Minutes later, the decibel level rose even higher when Kershaw unexpectedly climbed the dugout steps and trotted back toward the mound, the only Dodger to take the infield for a few long moments. Here was Kershaw, alone, the center and subject of all attention, the protagonist in every Dodgers narrative—and then there was Roberts, tracing Kershaw’s steps to the mound and taking the ball from his star. It was a bit of managerial legerdemain, and for the first time all game, boos rained from the crowd, if only for a moment, before the applause returned in force for Kershaw’s final ovation of the night.
“Every pitcher that starts a game wants to finish a game,” Roberts said afterward. “I absolutely understand and appreciate that. But our goal is to win 11 games. And so I just felt that it was the right decision, and Clayton is 100 percent on board with what we’re doing, and he wants to win a championship.”

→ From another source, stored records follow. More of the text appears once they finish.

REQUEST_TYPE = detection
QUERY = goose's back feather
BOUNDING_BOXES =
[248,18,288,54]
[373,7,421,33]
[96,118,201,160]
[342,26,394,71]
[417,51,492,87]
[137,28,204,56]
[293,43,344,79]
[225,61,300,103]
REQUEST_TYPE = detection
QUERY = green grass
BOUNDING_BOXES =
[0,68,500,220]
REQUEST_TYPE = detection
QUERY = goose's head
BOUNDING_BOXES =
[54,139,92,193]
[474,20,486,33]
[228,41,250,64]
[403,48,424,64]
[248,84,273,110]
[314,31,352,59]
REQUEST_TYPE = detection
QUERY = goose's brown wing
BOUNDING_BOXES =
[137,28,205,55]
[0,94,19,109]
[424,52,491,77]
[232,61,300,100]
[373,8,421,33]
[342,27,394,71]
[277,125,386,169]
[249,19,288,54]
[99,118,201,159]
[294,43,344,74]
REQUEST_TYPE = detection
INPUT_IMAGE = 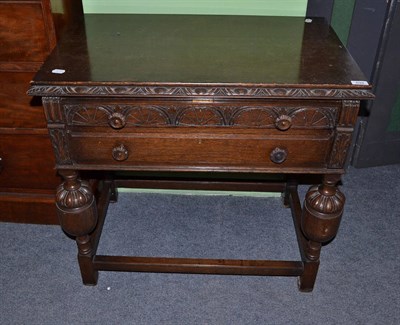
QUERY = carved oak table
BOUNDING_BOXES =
[29,15,373,291]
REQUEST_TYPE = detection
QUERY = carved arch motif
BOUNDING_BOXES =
[64,104,338,129]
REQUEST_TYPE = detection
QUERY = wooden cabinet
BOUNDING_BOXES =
[29,15,373,291]
[0,0,83,223]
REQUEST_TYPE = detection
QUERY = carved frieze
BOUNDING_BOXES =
[329,132,352,168]
[42,97,64,123]
[28,85,373,99]
[64,104,337,129]
[49,128,71,165]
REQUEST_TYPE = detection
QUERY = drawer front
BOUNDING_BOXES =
[63,100,340,133]
[69,133,332,170]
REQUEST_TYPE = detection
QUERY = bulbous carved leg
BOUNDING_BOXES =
[299,175,345,291]
[56,170,98,285]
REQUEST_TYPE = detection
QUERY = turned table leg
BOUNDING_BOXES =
[56,170,98,285]
[299,175,345,291]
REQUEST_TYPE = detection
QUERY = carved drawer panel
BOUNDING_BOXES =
[63,101,339,132]
[65,133,332,172]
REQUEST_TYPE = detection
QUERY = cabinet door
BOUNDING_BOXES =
[348,0,400,167]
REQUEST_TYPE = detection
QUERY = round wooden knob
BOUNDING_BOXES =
[108,113,126,129]
[275,115,292,131]
[269,148,287,164]
[112,144,129,161]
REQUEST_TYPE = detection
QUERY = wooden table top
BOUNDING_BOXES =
[30,14,371,97]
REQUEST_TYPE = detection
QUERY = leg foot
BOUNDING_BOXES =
[56,170,98,285]
[299,175,345,291]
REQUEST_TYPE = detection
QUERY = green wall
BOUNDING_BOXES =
[83,0,307,17]
[331,0,356,45]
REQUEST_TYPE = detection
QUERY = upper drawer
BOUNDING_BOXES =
[63,100,340,132]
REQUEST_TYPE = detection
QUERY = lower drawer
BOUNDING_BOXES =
[69,134,332,170]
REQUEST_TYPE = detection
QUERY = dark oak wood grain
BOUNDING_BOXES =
[0,0,83,224]
[29,15,373,291]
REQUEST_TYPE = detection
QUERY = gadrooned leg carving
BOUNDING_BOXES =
[300,175,345,291]
[56,170,97,285]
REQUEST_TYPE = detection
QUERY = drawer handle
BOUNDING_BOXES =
[269,148,287,164]
[108,113,126,129]
[112,144,129,161]
[275,115,292,131]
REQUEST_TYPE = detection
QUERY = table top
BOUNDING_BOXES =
[30,14,371,98]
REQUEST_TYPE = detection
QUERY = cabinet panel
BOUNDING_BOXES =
[0,132,60,190]
[0,1,53,71]
[0,72,46,128]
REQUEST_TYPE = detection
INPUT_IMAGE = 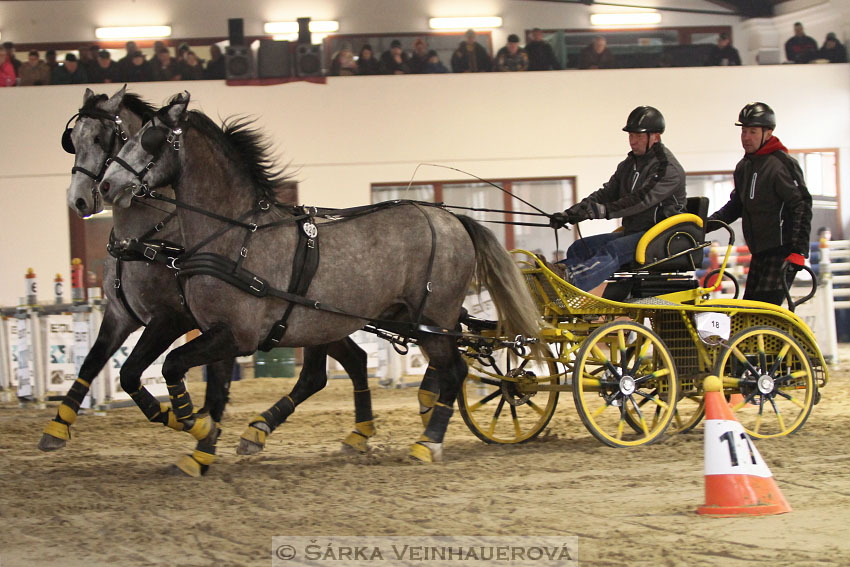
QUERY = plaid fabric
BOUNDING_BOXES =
[747,248,796,296]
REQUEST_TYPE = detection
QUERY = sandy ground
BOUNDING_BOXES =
[0,345,850,567]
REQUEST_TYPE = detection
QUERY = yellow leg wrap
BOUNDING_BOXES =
[44,418,71,441]
[342,419,375,453]
[189,415,213,441]
[241,419,268,447]
[59,404,77,425]
[159,403,183,431]
[175,455,204,478]
[417,390,437,427]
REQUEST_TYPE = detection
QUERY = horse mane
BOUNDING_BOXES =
[121,93,156,122]
[181,110,290,202]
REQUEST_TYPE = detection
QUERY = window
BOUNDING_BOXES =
[372,177,575,260]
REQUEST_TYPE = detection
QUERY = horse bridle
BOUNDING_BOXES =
[111,116,183,197]
[62,110,130,182]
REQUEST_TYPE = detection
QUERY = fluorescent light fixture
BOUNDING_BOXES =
[94,26,171,39]
[590,12,661,26]
[428,16,502,30]
[263,20,339,34]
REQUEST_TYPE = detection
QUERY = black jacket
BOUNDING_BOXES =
[587,142,686,234]
[709,138,812,256]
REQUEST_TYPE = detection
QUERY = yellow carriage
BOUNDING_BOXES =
[458,201,828,447]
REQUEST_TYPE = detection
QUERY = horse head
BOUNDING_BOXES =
[99,92,189,208]
[62,85,127,217]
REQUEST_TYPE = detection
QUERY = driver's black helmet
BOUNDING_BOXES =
[735,102,776,130]
[623,106,664,134]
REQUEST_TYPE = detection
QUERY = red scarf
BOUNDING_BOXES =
[756,136,788,156]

Throwing an extra inning to record a complete game wouldn’t have mattered for Kershaw’s postseason legacy, which at this point cares about only the ultimate goal and not the journey leading up to it. That’s a nihilistic outlook and not a fair one, necessarily, but it exists only because Kershaw has already done everything else and taken every step on the journey but the last. The pitcher who defines a generation needs a title to match, and he has another premium opportunity in 2018. He’s only one start in, but he looks prepared to meet the challenge once again.